I won't even bother mentioning that his technique is insanely good, because that's been a given for decades now. Suffice it to say that he's still right on point, whatever he's trying to do. What matters now is whether what he's trying to do is going to connect or not. When you're a guitar hero throwing out another instrumental album, we have to do more than admire the technique of a master and get to the point where we just dig the music or the thing's failed completely.
And I have to say that this is a bit of both. For instance, the title track and All for Love are guitar workouts, shock horror, that do roughly what we expect Satch to do and just as well. However, it's the song in between them, Big Distortion, that connected more with me, mostly because it feels like it could be a song, if a vocalist had just wandered into the right studio and decided to jam.
The first really interesting track is Ali Farka, Dick Dale, an Alien and Me, perhaps inevitably given that intriguing title. Ali Farka Touré was a Malian multi-instrumentalist who became not only huge across the African continent but also well-known in certain circles in the US. He made lists of the best guitarists of all time in American magazines. Dick Dale took African sounds too but turned them into quintessentially American surf guitar. Both of them have passed so presumably Satch is paying homage, with the alien just icing on the cake.

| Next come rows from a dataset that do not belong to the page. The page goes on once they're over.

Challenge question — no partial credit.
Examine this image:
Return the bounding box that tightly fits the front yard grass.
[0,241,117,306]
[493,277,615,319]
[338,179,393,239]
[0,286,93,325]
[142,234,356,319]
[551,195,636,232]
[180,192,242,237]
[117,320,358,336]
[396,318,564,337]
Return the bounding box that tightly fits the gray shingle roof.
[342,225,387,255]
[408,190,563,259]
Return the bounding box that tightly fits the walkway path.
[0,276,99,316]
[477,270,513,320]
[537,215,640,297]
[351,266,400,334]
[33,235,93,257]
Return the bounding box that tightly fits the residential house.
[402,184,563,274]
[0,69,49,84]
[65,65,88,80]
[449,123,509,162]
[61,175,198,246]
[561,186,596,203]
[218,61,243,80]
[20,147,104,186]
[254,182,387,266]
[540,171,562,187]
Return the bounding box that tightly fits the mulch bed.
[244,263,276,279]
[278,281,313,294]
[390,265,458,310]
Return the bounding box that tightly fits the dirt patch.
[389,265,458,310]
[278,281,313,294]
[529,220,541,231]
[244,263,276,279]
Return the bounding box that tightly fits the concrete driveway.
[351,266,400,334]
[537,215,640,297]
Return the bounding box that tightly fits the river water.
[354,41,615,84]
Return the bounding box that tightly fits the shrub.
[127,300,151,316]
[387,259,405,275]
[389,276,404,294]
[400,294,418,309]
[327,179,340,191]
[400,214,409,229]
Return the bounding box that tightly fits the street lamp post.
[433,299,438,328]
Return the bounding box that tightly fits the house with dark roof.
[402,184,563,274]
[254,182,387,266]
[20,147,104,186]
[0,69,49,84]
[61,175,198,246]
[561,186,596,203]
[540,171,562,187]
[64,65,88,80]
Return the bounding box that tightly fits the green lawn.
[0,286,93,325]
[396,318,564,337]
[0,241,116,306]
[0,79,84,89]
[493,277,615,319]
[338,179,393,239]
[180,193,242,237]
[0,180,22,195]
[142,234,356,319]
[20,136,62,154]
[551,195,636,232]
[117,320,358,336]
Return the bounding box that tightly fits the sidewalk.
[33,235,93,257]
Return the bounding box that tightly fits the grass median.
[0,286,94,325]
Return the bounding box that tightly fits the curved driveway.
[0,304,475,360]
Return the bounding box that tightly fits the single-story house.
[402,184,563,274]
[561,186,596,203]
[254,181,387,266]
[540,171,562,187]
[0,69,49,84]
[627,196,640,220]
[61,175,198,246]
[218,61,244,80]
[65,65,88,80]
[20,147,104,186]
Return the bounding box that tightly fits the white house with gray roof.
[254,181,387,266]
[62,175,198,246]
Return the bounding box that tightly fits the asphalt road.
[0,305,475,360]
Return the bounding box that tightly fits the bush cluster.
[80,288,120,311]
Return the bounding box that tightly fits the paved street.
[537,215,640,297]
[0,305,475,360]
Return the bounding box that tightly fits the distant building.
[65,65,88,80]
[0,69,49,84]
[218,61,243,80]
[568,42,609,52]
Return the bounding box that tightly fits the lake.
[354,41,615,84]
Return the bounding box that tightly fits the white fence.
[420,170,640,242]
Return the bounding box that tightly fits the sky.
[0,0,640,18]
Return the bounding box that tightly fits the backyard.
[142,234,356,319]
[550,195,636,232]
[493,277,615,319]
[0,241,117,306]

It's here that I started to engage with the album, because instead of trying to make a piece of music sound like one thing, Satch seems to be trying for two at once. Teardrops refuses to be only one thing, partnering overproduced blues and handclaps with ominous spaghetti western chords. Perfect Dust is a perky country song but with a central riff right out of action cartoons, as if Chet Atkins was writing for Inspector Gadget. The first single, Nineteen Eighty, starts out like an AC/DC barnstormer and transforms into the sort of thing Eddie van Halen did during solos, experimenting with what the guitar's capable of.
I admire how Joe Satriani went for variety here. A country song like Perfect Dust is a long way from one like Here the Blue River, which is a reggae tune from moment one. Oddly, these two are perhaps the most fun the album has to offer, with All My Friends are Here tapping on their shoulder. I wonder how lively some of the other songs will feel like live, because this is one very produced album, so much so that it feels artificial and somewhat soulless.
I can't fault Satch's talent, which is as obvious here as ever, especially when he hits a groove like on Spirits, Ghosts and Outlaws, but this is so careful and technical that I lost sight of most of it. I prefer his talent to manifest as wild and loose, as if he stepped into a studio and improvised something magical for three quarters of an hour with a solid set of backing musicians trying to keep up. I want his talent to soar free like a creature of the wild. Here it's constrained in a cage with what sound like carefully prepared sonic backdrops and it's a lesser album for that ruthless care.
I'm going with a 6/10 but feel free to add a point to that if you think like a diehard fan.